Parit Malintang (ANTARA) - Kepolisian Resor Kabupaten Padang Pariaman, Sumatera Barat melaksanakan sekitar 30-an adegan dari 25 adegan yang direncanakan pihaknya untuk memecahkan kasus pengeroyokan yang menimbulkan korban jiwa yang terjadi di Kecamatan 2x11 Kayu Tanam pada Maret 2021.


"Tujuan kita rekonstruksi yaitu untuk memperjelas bagaimana keadaan sebenarnya kejadian ini (pengeroyokan hingga timbulnya korban jiwa) untuk mempermudah proses penyidikan," kata Kasat Reskrim Polres Padang Pariaman, AKP Ardiansyah Rolindo Saputra saat rekonstruksi kasus tersebut di 2x11 Kayu Tanam, Senin.


Ia mengatakan saat rekonstruksi diketahui ada adegan yang tidak diakui oleh tersangka akhirnya terungkap karena saat tersebut dihadirkan salah satu korban selamat dan saksi-saksi.


Ia menyampaikan rekonstruksi tersebut dimulai dari penghadangan mobil korban oleh tersangka, lalu teriakan maling terhadap korban hingga akhirnya terjadi pengeroyokan. 


Di lokasi akhir, lanjutnya korban dikeroyok oleh orang banyak hingga salah satu dari dua korban meninggal dunia sedangkan pengeroyok hingga sekarang yang telah ditetapkan menjadi tersangka sebanyak 11 orang.

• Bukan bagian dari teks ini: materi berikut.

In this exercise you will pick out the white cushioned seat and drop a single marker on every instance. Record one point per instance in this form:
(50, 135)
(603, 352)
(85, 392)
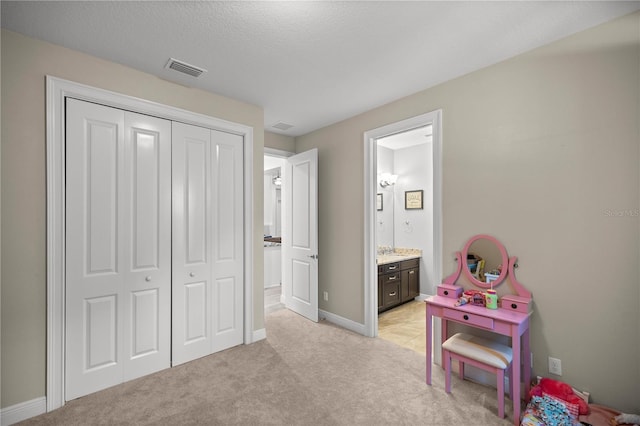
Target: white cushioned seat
(481, 353)
(482, 350)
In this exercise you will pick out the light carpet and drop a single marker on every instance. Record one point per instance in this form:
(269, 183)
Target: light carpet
(304, 373)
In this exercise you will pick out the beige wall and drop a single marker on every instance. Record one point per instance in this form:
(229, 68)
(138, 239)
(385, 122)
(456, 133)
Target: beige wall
(278, 141)
(542, 152)
(25, 62)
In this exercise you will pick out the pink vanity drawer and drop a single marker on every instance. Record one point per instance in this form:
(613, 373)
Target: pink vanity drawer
(515, 303)
(450, 291)
(472, 319)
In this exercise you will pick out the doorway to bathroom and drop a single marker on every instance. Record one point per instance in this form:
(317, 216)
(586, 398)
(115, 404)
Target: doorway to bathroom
(403, 163)
(274, 161)
(297, 217)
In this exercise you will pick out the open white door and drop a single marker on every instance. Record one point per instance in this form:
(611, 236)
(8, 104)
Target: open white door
(300, 234)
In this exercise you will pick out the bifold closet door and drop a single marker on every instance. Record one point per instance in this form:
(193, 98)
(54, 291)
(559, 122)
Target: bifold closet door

Ia menyebutkan jarak antara lokasi adegan pertama hingga akhir sekitar tujuh sampai delapan kilometer dengan sejumlah lokasi kejadian yang diakhiri di Nagari Guguak.


Ia menjelaskan latar belakang terjadinya peristiwa itu yaitu diduga korban yang sedang mengendarai mobil menyenggol tersangka yang sedang mengendarai sepeda motor.


Lalu, tersangka mencegat mobil korban, selanjutnya meneriaki korban maling sehingga sejumlah orang mengejar korban dan mengeroyoknya hingga salah satu dari dua korban meninggal dunia.


Sementara adik korban meninggal pada kasus pengeroyokan itu Lola Ari Nofrizal mengatakan pihaknya belum puas dengan rekonstruksi tersebut karena sejumlah tersangka menggunakan peran pengganti sebab tersangka masih berstatus daftar pencarian orang.


"Bukan tidak menerima. Namun masih ada adegan yang rasanya belum diperagakan," ujarnya.


Namun, lanjutnya pihaknya mengapresiasi aparat kepolisian dan kejaksaan yang telah berupaya menangani kasus pengeroyokan terhadap saudaranya itu.


Hal yang sama juga disampaikan oleh salah seorang korban selamat dari kasus pengeroyokan tersebut Muhammad Syahri (33) yang menjelaskan ketidakpuasannya karena pada saat rekonstruksi menggunakan peran pengganti.


"Berdasarkan alur cerita tadi sudah oke, tapi pihak polisi bilang kalau tersangka yang masuk DPO tertangkap dan ada aksi yang tidak ada pada rekonstruksi tadi maka akan dilakukan rekonstruksi ulang," tambahnya.